Perhaps inevitably, the experience of migration and living abroad have also played their part in shaping Suh's work; the initial move away from Korea to the US in the early 1990s, to study first at the hip US Rhode Island School of Design, and then at Yale, came out of a desire to put some distance between his work and the more traditional, historically-minded currents that dominated the Korean art scene of the time. That and the fact that his father was by then an influential painter in his own right, as well as a professor at Seoul National University where Do Ho had spent much of the 1980s studying painting. 'I loved having a famous artist as a father,' Suh says now, 'but I started to notice that everything I did was somehow associated with his legacy.'
Suh's history of globetrotting might appear to fit the archetype of the international artist, but rather than coming up with a kind of blandly globalised aesthetic, or then again, the opposite sort of art, more obsessed with the particulars of cultural identity, Suh instead taps into a more universal sense of everyday differences.

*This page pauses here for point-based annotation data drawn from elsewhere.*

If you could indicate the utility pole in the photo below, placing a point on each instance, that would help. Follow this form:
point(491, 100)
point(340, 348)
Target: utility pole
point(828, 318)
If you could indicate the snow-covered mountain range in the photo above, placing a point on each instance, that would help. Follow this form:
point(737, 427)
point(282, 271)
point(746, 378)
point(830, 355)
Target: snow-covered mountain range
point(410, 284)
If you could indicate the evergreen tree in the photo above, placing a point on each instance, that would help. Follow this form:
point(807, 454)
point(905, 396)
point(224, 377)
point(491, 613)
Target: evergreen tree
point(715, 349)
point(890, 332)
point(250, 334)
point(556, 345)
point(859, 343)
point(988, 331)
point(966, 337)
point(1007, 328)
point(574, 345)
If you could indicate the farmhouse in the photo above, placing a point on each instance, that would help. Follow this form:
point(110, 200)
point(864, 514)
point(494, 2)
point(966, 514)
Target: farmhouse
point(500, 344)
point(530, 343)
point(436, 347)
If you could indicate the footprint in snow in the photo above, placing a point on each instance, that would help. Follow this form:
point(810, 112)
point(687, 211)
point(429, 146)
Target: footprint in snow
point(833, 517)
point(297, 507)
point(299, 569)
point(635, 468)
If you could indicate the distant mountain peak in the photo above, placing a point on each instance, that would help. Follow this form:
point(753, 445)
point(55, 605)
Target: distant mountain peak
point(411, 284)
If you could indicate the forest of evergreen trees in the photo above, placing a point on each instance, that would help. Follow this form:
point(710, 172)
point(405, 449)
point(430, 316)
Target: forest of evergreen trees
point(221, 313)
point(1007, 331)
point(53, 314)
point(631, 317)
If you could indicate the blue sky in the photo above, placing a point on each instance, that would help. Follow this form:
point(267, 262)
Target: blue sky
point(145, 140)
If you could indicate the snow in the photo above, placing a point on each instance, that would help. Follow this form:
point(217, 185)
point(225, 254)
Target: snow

He's less attuned to some loud polemic about migration or multiculturalism than to an intuition of what it means to be at home, wherever you are.
But, alongside his installations focused on the home and its architecture, Suh has also pursued a line of works that comment on the more collective, nationalistic identity of South Korea; one fêted early piece was the sinister Some/One (2001), a darkly glittering robe-like shape, sleeves outstretched, composed entirely of military dog-tags, which cascade down and outwards across the surrounding floor. At the Tate, he'll be showing a version of Public Figures (1998), a towering but empty classical plinth held aloft by hundreds of little striding men and women. It's an ironic comment on conformity and anonymity, yet ambiguous in its celebration of collective endeavour, which may not need strong leaders or political ideologies to drive it on.
When I ask Suh if he would ever want to go back to live in South Korea, he responds by talking instead about the making of Rubbing/Loving. Maybe retrieving this pale imprint of his childhood home is enough of an imaginative return. After all, his life is now in London, with his British wife and their two young daughters, who, he laughs, are suddenly more interested in all things Korean now that K-Pop and Korean drama have become global fashions.
Later, though, Suh is scribbling on a notepad, explaining to me how the Chinese ideograms for 'time' and 'space' and 'human being' all incorporate the character for the idea of 'between'. It's an effort, since different languages frame concepts in ways that don't perfectly align.
'The thing is,' he says, 'I never paid attention to how language is a sort of material, like an object, until I left Korea. The Korean language was 'transparent' when I was living there, like the concept of home, and I didn't pay attention to it. But now it's something I'm very sensitive to.' In other words, home, as many migrants discover, isn't always somewhere you can go back to, even if you wanted to.